Gezi Davası ve Ağır Hükümler
İstanbul 13. Ağır Ceza Mahkemesi, 25 Nisan 2022’de Gezi davasında kararını açıklamıştı. Osman Kavala’ya ağırlaştırılmış müebbet, Tayfun Kahraman, Mücella Yapıcı, Can Atalay, Çiğdem Mater, Mine Özerden, Hakan Altınay ve Yiğit Ali Ekmekçi’ye ise 18’er yıl hapis cezası verilmişti. Bu hükümle birlikte Tayfun Kahraman ve diğer sanıklar, tam 1000 gündür cezaevinde tutuluyor.
“Adalet, Hemen Şimdi”
Tayfun Kahraman, sosyal medya hesabından yayımlanan mesajında, dönemin Başbakanı Recep Tayyip Erdoğan’la yaptığı bir toplantıya dair eski bir video paylaşarak, 13 Haziran 2013 tarihindeki basın açıklamasını hatırlattı. Kahraman, genç bir şehir plancısı olarak o dönem hükümetin davetine icabet ettiğini, demokratik ve barışçıl bir şekilde itirazlarını dile getirdiğini vurguladı.
Mesajında şu ifadeleri kullandı:
“Videoda, 13 Haziran 2013 tarihinde Ankara’da, dönemin Başbakanı Sn. Recep Tayyip Erdoğan’ın davetiyle katıldığım toplantı sonrası yaptığım açıklama yer alıyor. Genç bir şehir plancısı olarak, görev bilinciyle bu toplantıya katıldım. Ancak bu açıklamanın üzerinden geçen 9 yıl sonra bir anda suçlu ilan edildik. Bugün, haksız tutukluluğumuzun 1000. gününü geride bıraktık. 1000 gün dile kolay… İnsan 1’den 1000’e kadar saymaya kalksa yorulur, ama biz yorulmadık. Çünkü mücadelemiz devam ediyor.”
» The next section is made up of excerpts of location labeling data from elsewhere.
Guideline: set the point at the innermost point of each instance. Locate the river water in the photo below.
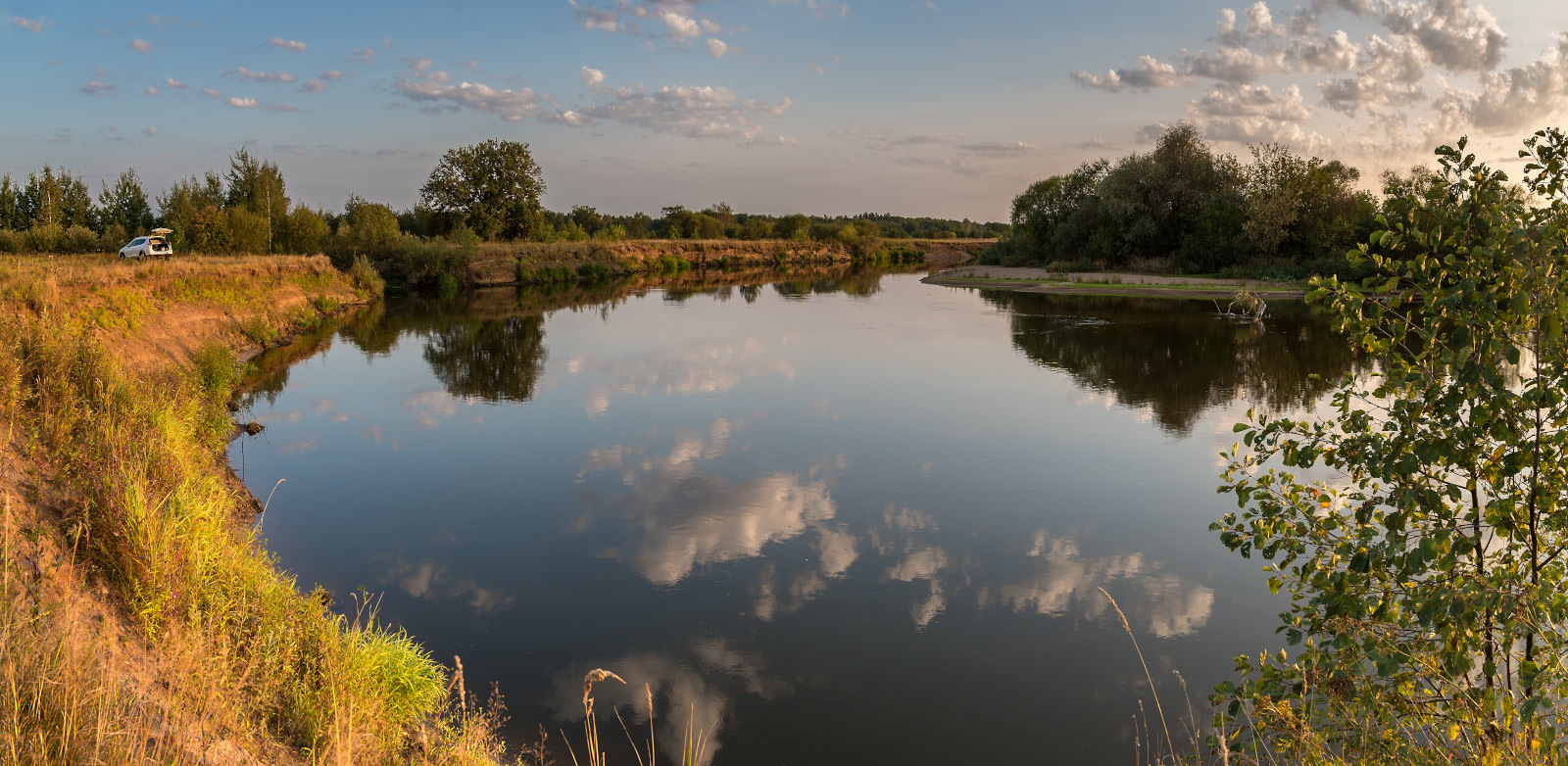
(839, 517)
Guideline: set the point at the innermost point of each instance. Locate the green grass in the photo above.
(138, 460)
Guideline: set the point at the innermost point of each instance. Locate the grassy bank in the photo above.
(140, 619)
(501, 263)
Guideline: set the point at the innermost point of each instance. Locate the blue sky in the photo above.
(935, 109)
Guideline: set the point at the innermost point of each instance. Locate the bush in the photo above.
(43, 238)
(78, 238)
(368, 281)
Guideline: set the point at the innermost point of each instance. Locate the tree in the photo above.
(366, 229)
(792, 227)
(494, 185)
(1426, 578)
(258, 188)
(124, 206)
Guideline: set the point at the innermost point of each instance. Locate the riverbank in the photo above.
(141, 621)
(510, 263)
(1107, 282)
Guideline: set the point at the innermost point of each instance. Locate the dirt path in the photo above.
(1100, 282)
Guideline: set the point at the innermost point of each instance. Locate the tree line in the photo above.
(488, 191)
(1184, 207)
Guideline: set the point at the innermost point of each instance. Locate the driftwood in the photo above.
(1244, 306)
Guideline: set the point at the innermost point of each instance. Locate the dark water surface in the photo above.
(844, 519)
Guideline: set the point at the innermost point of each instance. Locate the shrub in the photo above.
(593, 271)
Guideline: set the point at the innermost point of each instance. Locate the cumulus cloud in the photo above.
(1518, 97)
(1254, 101)
(1231, 65)
(1149, 73)
(502, 102)
(1458, 36)
(687, 110)
(1333, 54)
(1258, 25)
(681, 26)
(263, 77)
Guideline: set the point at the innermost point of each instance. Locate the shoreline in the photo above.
(1027, 279)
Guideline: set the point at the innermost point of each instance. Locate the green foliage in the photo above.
(124, 206)
(1426, 582)
(494, 185)
(366, 229)
(368, 281)
(305, 230)
(78, 238)
(1192, 209)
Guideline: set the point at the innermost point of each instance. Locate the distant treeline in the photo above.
(247, 211)
(1186, 209)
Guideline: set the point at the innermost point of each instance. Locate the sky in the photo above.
(823, 107)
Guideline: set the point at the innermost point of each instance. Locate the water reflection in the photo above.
(490, 359)
(673, 519)
(1176, 358)
(838, 503)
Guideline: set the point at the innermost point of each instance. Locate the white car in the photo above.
(154, 245)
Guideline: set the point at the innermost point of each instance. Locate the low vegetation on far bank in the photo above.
(1183, 209)
(486, 193)
(140, 619)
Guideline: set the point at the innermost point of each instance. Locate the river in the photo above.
(838, 517)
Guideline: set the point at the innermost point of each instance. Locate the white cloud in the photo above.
(506, 104)
(1254, 101)
(689, 110)
(1518, 97)
(1333, 54)
(1235, 65)
(1258, 25)
(1455, 34)
(263, 77)
(681, 26)
(1149, 73)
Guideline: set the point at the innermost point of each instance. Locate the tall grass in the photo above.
(135, 460)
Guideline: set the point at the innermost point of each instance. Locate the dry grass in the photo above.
(195, 647)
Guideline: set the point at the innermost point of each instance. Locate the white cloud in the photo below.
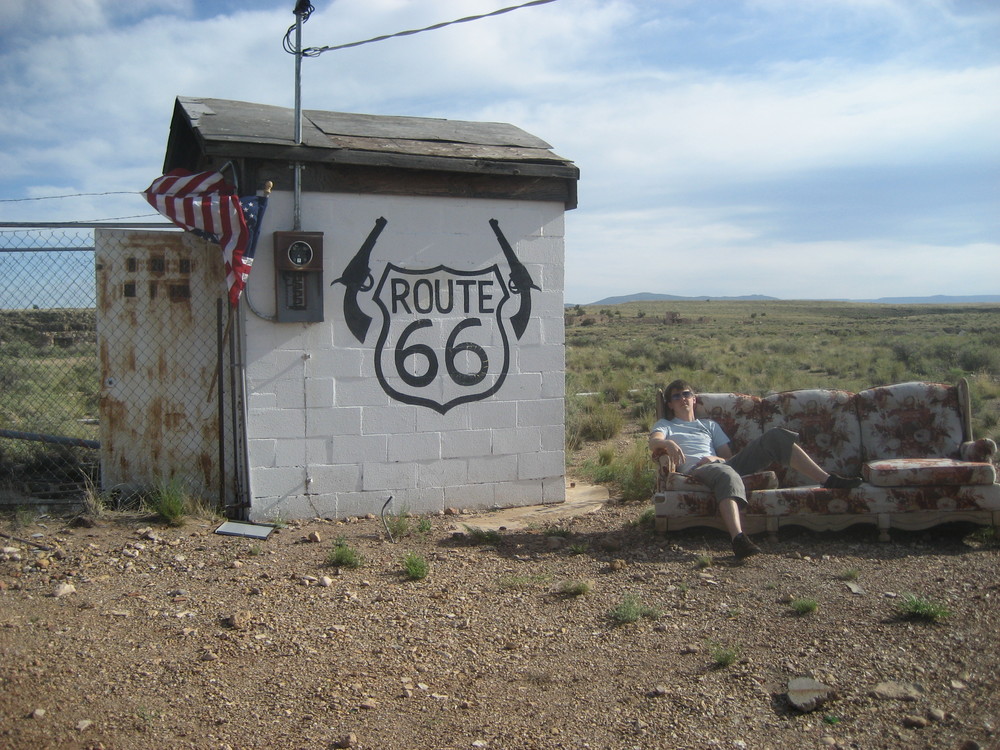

“Ailem ve Sevdiklerim Vazgeçmedi”
Kahraman, tutukluluğunun ailesi ve sevdikleri üzerindeki etkilerine de değindi. Özellikle küçük kızı Vera’ya duyduğu özlemi dile getiren şehir plancısı, 1000 gündür adeta durdurulmuş bir hayat yaşadığını belirtti:
“Eşim Meriç, kızım Vera, annem ve babam… Hiçbiri vazgeçmedi. Ben de vazgeçmedim. Ancak bu süreçte anılar hep dışarıda kaldı. Burada, geçmişin fotoğraflarına bakarak avunuyoruz. 1000 gündür bu anılara yenilerini ekleyebilir miyiz diye düşünüyorum. Bu süreç, benim ve sevdiklerimin hayatını altüst etti.”
“Suçum Ne?”
Kahraman, yargılama sürecindeki çelişkilere ve haksızlıklara dikkat çekerek, şiddetsiz bir şekilde itirazlarını dile getirmiş bir vatandaş olarak neden suçlu ilan edildiğini anlamadığını ifade etti:
“Defalarca mahkemede sorduk: Tanıkları dinleyin, yayınlanan görüntüler masumiyetimizi gösteriyor dedik. Ancak mahkeme bu kanıtları reddetti. Siyasi bir inat uğruna 18 yıl ceza aldık. Şimdi, hiç parçası olmadığım ve karşı çıktığım şiddet eylemlerinin faili sayılıyorum. 1000 gündür bu soruları soruyoruz ve hâlâ cevap alamıyoruz.”
“Umudu Kaybetmeyeceğiz”
Tayfun Kahraman, mesajını umut dolu bir çağrıyla tamamladı. Adalet mücadelesinden vazgeçmeyeceğini belirten Kahraman, şu ifadelerle seslendi:
“Adalet, hepimiz için çok önemli bir kavram. Değil 1000 gün, bir ömür geçse de bugün olduğu gibi gür bir şekilde haykıracağız: Adalet, hemen şimdi! Siz dostlarım, sevdiklerim, meslektaşlarım; umuda tutunmaktan asla vazgeçmeyelim. Haksız tutsaklığımızın 1000. gününde özgür ve güzel günlerimizin yakın olduğu umudu ile hepinizi Silivri’den hasretle selamlıyorum.”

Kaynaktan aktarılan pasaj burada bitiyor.